The article explains that thermoelectric conversion is driven by the Seebeck effect: when there is a temperature difference across a conducting material, an electric current is generated. However, the efficiency of thermoelectric conversion is dependent on a figure called the thermoelectric figure of merit ZT. Historically, oxide-based converters had a low ZT, but recent research has revealed many candidates with high ZT, but their stability at high temperatures was not well documented. Both these factors have led to these converters being of limited use.
Yet, the Hokkaido researchers note that one of the alternatives is oxide-based thermoelectric materials, but the primary drawback these suffer from is a lack of evidence of their stability at high temperatures.
This is where lead researcher Hiromichi Ohta and his team come in.

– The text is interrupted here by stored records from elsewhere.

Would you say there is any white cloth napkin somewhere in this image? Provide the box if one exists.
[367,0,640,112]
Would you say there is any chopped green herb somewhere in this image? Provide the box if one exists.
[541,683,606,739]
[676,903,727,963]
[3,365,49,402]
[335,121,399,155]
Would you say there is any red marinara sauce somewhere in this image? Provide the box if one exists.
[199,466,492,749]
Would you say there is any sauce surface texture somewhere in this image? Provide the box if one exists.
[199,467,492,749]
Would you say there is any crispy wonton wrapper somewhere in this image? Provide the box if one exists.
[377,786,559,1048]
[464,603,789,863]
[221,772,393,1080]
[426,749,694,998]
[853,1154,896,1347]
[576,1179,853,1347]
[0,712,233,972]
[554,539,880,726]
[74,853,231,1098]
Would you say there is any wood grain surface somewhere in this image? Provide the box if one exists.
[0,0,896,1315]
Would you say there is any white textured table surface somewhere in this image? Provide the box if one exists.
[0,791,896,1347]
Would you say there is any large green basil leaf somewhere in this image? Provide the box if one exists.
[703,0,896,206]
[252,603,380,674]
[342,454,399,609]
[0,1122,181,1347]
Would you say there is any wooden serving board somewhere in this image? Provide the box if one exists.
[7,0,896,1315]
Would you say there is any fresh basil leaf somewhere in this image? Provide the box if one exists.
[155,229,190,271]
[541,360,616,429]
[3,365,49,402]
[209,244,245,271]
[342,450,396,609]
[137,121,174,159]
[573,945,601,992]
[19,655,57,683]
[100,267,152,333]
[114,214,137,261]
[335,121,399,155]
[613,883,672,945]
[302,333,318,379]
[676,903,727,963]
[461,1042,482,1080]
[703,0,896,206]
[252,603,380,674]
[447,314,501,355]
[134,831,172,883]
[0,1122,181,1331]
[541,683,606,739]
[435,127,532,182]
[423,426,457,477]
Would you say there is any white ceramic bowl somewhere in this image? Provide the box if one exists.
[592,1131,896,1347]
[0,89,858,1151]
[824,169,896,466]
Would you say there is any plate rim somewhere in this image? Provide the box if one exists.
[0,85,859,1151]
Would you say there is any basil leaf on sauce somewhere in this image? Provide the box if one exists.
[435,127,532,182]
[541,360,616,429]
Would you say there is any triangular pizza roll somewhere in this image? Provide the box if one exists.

Having worked on layered cobalt oxide films for over two decades, they sought to examine the thermal and chemical stability of these films, as well as measure their ZT values at high temperatures. They tested cobalt oxide films layered with sodium, calcium, strontium or barium, analyzing their structure, resistivity, and thermal conductivity.
They found that, of the four variants, the barium cobalt oxide layered film retained its stability in terms of structural integrity and electrical resistivity at temperatures as high as 600°C. In comparison, the sodium- and calcium cobalt oxide films were only stable until 350°C, and the strontium cobalt oxide film was stable up to 450°C. The ZT of the barium cobalt oxide film increased with the temperature, reaching ~0.55 at 600°C, comparable to some commercially available thermoelectric converters.
“Our study has shown that barium cobalt oxide films would be excellent candidates for high-temperature thermoelectric conversion devices,” Ohta said in a media statement.